Adjectif « bissextile » :
la possibilité d'un il ?

< dimanche 19 février 2012 >
Chronique

Tempête dans le verre d'eau du PAF, il y a quelque quinze jours : au grand dam de plus d'un téléspectateur, la graphie bissextil, lors de l'émission Money Drop, a été présentée comme correcte ! Et la Toile de s'enflammer contre ces ignares des étranges lucarnes qui concoctent des questions, mais feraient mieux de peaufiner leurs réponses...

Comment peut-on ignorer en effet, lit-on sur les forums, que bissextile se termine toujours par un « e », à l'instar de ces autres adjectifs que sont docile, facile et juvénile ? Pour ce dernier, on irait presque jusqu'à le regretter puisque cette orthographe, la même pour les deux genres, a le défaut de ne point nous renseigner sur le sexe de l'acné, qu'il accompagne si souvent : quand il s'entend demander si ce nom est masculin ou féminin, l'adolescent est loin de toujours savoir... quel bouton presser !

Au demeurant, force est de reconnaître que nombre de dictionnaires donnent raison à ces indignés. Le Petit Larousse tout d'abord, mais aussi, dans le camp d'en face, le Grand Robert et le Dixel. Certes, les plus avisés des usagers se seront aperçus que bissextile n'y est pas vraiment mis sur le même plan que les adjectifs des deux genres — les spécialistes parlent d'épicènes — que nous évoquions plus haut : celui-ci est un adjectif féminin, entendez par là que, pacsé pour l'éternité avec le substantif année, il n'a pas de masculin. Ainsi seule la rose sera toujours trémière, la porte cochère... et la femme enceinte ! Mais cela revient au même, non ?

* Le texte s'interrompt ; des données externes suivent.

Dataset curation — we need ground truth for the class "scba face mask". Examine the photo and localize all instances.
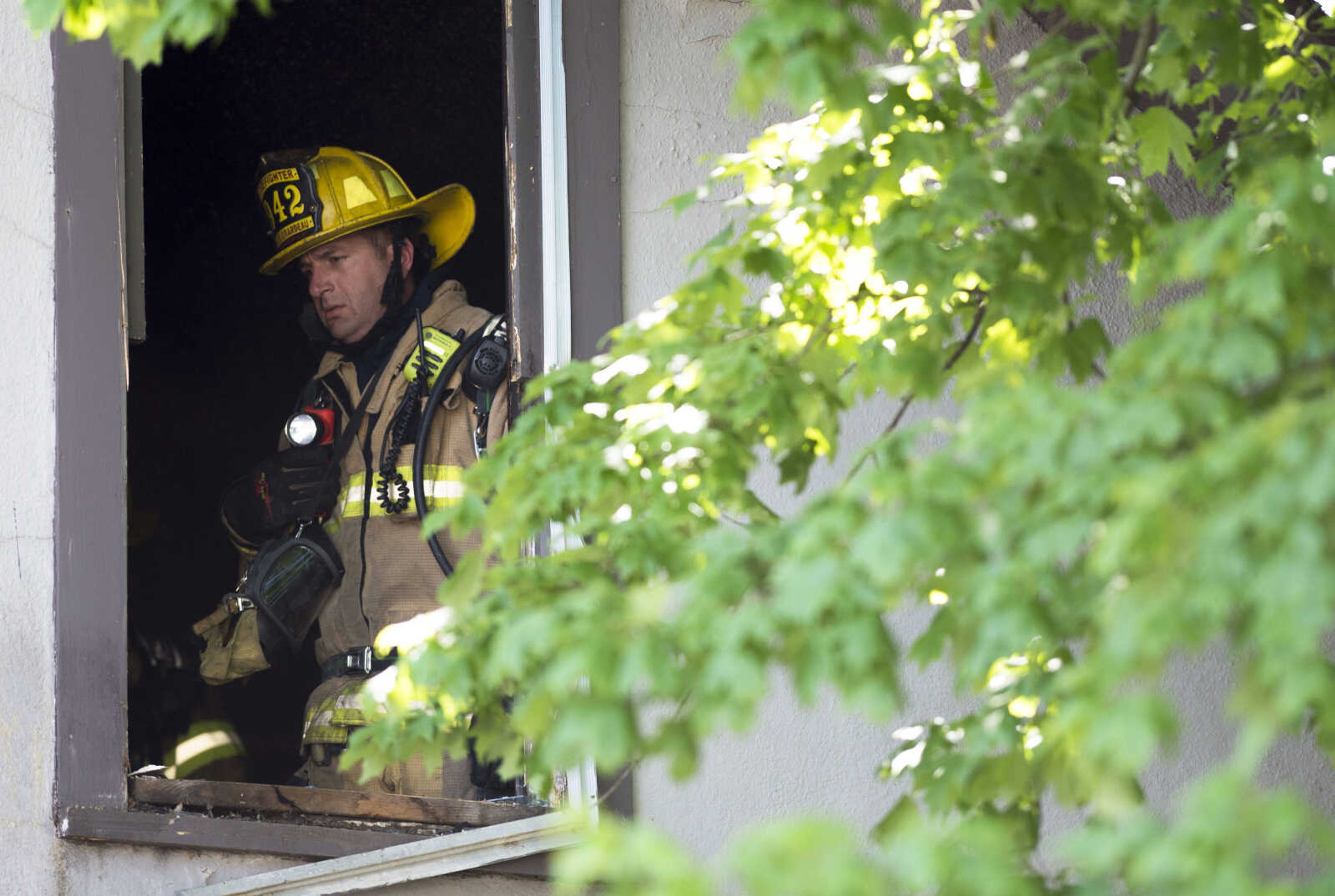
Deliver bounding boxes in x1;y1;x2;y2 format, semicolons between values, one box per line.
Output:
238;522;343;663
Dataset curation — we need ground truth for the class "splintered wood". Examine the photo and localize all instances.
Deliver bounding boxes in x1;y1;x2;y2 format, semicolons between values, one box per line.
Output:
129;777;546;828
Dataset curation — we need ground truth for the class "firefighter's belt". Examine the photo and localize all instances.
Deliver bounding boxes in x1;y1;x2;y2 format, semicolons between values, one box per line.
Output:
321;646;398;681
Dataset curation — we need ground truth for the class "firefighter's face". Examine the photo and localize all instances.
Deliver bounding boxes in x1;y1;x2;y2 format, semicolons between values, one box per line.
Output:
298;233;413;344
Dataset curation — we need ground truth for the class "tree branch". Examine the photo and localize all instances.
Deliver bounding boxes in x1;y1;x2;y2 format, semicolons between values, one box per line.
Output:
848;299;988;477
1122;12;1159;112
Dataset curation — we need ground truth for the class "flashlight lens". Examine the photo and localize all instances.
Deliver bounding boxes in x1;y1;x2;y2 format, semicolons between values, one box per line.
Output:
287;414;321;445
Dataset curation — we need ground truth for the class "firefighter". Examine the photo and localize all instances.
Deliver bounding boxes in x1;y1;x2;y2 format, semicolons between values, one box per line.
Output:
208;147;509;799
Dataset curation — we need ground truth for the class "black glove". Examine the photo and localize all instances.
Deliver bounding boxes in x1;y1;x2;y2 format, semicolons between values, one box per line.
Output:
221;445;338;550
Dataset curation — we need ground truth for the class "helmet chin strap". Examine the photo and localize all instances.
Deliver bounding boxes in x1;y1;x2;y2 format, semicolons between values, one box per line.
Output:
380;238;405;311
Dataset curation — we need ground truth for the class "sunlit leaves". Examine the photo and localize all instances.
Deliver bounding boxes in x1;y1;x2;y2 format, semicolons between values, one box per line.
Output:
23;0;272;67
334;0;1335;895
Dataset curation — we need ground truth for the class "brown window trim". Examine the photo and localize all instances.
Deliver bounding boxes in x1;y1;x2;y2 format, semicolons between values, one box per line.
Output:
51;0;622;857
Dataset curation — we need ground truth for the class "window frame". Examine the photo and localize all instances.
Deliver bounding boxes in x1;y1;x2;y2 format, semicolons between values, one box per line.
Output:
51;0;622;871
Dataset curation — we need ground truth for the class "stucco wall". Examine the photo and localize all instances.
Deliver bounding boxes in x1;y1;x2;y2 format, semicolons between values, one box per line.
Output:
621;0;1335;871
0;3;56;893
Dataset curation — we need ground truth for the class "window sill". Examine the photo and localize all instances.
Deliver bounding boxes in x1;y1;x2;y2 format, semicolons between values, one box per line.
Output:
180;813;581;896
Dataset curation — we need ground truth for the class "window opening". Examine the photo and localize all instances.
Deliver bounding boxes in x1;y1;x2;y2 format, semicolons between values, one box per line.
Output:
127;0;523;824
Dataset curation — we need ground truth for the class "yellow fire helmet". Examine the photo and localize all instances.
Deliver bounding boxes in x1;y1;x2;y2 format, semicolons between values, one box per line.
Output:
255;147;475;274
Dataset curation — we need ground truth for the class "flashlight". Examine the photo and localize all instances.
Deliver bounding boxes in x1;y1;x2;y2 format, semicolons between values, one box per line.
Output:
283;407;334;446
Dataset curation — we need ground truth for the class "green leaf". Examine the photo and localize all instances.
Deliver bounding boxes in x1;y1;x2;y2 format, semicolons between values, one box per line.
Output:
1130;106;1195;178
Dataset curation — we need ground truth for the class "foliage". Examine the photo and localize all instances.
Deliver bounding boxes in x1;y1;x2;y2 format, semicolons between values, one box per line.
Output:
34;0;1335;896
21;0;272;68
351;0;1335;895
351;0;1335;895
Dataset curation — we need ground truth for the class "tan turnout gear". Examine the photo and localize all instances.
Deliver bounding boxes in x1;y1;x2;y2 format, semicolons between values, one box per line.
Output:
302;280;507;799
255;147;475;274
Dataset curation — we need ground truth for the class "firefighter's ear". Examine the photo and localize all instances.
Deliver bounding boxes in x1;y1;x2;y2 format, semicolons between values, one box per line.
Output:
399;236;416;279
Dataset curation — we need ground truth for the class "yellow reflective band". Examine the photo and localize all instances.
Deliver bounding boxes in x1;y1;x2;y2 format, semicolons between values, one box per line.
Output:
332;463;463;520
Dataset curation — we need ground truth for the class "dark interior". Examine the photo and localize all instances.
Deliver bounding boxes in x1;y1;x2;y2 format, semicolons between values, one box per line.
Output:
128;0;506;782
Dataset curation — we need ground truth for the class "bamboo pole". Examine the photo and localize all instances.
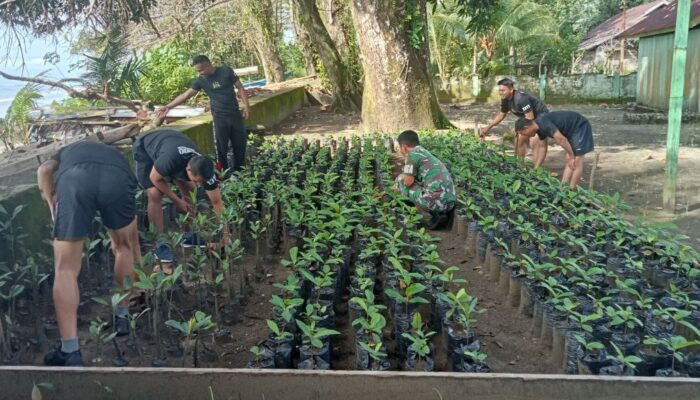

Non. Car c'est précisément là que le bât blesse. Le Petit Robert, dans son édition 2012, nous rappelle pour sa part que le masculin bissextil a existé, que l'on parlait autrefois du « jour bissextil » (celui que, conformément à l'étymologie bis sextus, on redoublait, six jours avant les calendes de mars), et même d'un « an bissextil » (après tout, pourquoi pas ?). Ces deux-là étant tombés en désuétude, le masculin les aurait suivis dans leur disgrâce. Définitivement pour Larousse, mais apparemment pas pour le Petit Robert, lequel, en maintenant en entrée la forme masculine, prend un plaisir d'autant plus malin à nous rafraîchir la mémoire qu'il l'avait, de toute évidence, lui-même perdue durant de longues années : les éditions plus anciennes faisaient état du seul bissextile que plébiscitent aujourd'hui nos téléspectateurs en colère. Vous avez dit... versatile ?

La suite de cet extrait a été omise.